BY JEANETTE LENOIR
In a crowded media world the topic of Nazi looted art has taken comfort on the back burner of the national debate circuit. But things are changing and the push to return art plundered by the Nazis is gaining momentum and more of the world’s attention.
A ruling in July by U.S. Court of Appeals in Washington, DC sided with Jewish heirs of the Welfenschatz art collection looted by Nazis in 1935. The ruling follows Germany’s attempts to dismiss the case claiming, among other things, immunity from suit under the Foreign Sovereign Immunities Act, (FSIA). Nonetheless, the district court rejected Germany’s arguments and denied their motion to dismiss the case.
And, hard to believe, Donald J. Trump played a small role in the push to bring justice to remaining Holocaust survivors. In the gloom of his support for American Nazis who marched in the Charlottesville rally, the president signed the Just Act into law in May of this year; about nine months after calling anti-Semitic, white separatists chanting “Jews will not replace us,” very fine people.The Just Act is another statute requiring the State Department to report on the progress of European efforts to return artworks stolen nearly 70 years ago.
Still, this question lingers: is the U.S. doing enough to return its own Nazi-looted art kept in high brow institutions like The Metropolitan Museum of Art? No, says Raymond J. Dowd, who serves on the Board of Governors of the National Arts Club and the Board of Directors of the Federal Bar Association. Sighting a 2014 report by the World’s Jewish Restitution Organization, (WJRO) Dowd says, “The United States is not in the group of countries that are doing the right thing.” He says despite established laws laying out the process and groundwork of returning art forcibly taken from Jews, even deeming the taking a form of genocide, only a small fraction of stolen art has been returned to its rightful owners.

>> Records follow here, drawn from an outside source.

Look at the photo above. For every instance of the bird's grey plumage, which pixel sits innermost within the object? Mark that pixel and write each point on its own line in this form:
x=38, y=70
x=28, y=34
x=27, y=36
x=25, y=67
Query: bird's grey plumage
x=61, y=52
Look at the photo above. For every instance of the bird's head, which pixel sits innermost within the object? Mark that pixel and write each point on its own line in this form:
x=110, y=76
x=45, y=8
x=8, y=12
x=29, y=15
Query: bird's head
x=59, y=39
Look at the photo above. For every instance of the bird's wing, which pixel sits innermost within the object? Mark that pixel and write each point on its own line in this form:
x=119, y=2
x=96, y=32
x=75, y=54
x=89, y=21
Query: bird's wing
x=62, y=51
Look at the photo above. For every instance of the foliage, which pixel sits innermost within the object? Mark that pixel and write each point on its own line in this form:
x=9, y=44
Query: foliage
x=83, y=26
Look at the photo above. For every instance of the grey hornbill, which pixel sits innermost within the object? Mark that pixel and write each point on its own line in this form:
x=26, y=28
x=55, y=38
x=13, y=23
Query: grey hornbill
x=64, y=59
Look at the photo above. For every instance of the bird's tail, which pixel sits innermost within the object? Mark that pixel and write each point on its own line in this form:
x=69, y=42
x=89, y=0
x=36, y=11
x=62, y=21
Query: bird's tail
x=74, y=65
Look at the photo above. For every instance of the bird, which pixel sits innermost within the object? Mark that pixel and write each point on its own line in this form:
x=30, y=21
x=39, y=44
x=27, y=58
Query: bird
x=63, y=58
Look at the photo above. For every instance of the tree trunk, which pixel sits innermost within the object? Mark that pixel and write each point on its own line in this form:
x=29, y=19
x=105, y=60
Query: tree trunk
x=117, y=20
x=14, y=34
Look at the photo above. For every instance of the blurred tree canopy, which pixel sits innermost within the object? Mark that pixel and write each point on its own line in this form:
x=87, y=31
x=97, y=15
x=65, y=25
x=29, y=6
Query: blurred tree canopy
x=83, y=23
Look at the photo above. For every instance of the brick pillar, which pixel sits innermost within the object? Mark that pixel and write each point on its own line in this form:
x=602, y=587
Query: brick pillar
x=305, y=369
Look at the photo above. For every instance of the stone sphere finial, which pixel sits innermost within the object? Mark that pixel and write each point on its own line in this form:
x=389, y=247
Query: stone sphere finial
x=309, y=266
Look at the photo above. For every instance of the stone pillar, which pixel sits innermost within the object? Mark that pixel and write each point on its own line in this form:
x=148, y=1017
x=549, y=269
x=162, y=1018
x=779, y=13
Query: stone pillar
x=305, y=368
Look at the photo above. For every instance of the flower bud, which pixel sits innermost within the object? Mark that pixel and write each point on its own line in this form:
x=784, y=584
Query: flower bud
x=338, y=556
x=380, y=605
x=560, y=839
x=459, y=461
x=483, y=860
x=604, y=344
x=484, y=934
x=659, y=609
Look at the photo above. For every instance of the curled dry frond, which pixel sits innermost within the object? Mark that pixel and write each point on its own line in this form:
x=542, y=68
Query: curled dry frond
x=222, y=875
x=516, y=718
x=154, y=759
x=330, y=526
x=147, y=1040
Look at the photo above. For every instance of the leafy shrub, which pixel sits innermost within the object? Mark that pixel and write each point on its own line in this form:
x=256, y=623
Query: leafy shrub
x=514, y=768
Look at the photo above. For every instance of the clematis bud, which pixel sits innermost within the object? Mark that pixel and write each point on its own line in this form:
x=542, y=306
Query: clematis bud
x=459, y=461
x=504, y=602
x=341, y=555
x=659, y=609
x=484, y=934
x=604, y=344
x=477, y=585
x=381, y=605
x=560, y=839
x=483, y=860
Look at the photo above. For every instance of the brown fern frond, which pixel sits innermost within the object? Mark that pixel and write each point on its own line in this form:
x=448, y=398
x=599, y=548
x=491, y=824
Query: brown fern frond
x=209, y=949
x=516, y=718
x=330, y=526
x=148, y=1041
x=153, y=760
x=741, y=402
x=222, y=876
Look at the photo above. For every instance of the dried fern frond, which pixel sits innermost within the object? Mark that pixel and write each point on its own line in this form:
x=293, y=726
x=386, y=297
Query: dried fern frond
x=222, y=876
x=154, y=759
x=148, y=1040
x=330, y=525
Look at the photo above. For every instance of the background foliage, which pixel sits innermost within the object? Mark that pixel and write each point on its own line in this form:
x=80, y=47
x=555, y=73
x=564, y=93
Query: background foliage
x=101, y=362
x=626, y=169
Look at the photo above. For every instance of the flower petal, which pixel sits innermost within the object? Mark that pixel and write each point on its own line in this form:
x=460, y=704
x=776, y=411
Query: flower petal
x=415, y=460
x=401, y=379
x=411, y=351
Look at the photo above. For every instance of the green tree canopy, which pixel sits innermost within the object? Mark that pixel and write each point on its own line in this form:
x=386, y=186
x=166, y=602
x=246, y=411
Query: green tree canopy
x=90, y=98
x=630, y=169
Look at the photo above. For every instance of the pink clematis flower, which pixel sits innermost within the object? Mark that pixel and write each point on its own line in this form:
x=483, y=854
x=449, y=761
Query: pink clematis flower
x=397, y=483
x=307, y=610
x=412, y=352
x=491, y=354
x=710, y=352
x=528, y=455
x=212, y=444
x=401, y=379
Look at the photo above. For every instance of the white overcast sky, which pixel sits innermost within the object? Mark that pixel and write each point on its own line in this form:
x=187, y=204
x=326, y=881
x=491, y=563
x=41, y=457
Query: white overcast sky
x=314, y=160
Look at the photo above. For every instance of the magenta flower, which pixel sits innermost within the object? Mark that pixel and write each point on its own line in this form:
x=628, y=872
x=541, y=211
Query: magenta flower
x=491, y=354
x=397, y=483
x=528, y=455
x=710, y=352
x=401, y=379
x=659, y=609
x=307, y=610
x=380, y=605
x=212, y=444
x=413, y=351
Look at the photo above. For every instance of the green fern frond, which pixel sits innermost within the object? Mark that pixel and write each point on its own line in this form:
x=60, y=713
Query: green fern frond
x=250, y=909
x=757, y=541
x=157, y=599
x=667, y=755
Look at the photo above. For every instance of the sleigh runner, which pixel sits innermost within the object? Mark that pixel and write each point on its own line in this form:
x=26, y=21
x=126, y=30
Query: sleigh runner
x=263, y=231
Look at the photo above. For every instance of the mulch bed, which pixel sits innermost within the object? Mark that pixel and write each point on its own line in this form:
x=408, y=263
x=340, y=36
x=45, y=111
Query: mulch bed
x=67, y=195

Dowd, who lectures on legal and ethical matters related to Nazi art looting, represented the heirs of Fritz Grumbaum, a renowned art collector who died at the Dachau concentration camp in 1941.
“It’s still our public policy in the United States that this property should go back to the people from whom it was stolen. The Holocaust Victims Redress Act of 1998, Congress reaffirmed that.” So why did the U.S. end up with so much Nazi looted art in our museums? Dowd says, “We have to take a hard look at American museums and our cultural traditions to understand why.” He says it started with J.P. Morgan who, for tax purposes, refused to move his large European art collection to put in U.S. museums. Being one of the wealthiest men in America, Congress obliged and enacted the Payne-Aldrich Tarrif Act of 1909. “And that Act added imports of original artworks from Europe that were more than 20 years old to the duty free list. So, that paved the way for the creation of some of our greatest museums.” Dowd says even Andrew Mellon legally challenged his tax bill by pointing to the vast art collection he donated to the National Gallery as reason to reduce his tax obligation.
“Mr. Mellon’s victory is enshrined in today’s tax code that says you get a fair market value deduction for a work of art regardless of what you paid for it. The significance over most of the 20th century is that if you’re wealthy you could avoid capital gains tax by donating to a museum and thus shelter all of your income from taxation.”
Dowd says it’s an ethical and social choice being made to help rich Americans shelter their incomes in museums. And although it led to America acquiring extraordinary art collections, it’s an unjust system. “When we think about tax fairness, people who give to museums are not giving to others in our community; they’re not paying for schools or housing or roads and most of the things that other people in the middle class are paying for.”
The tax loophole may be legal but it becomes problematic when stolen art, which doesn’t get properly scrutinized, is donated. “Particularly when we see that today in America there are more museums than there are Starbucks and McDonald’s combined.” Despite early declarations of nations not taking part in stolen art transactions, Holocaust survivors and their heirs are still searching for their plundered art, many of which are hanging in American museums.
According to Art Law Gallery an estimated 300,000 Nazi looted artworks are still missing today.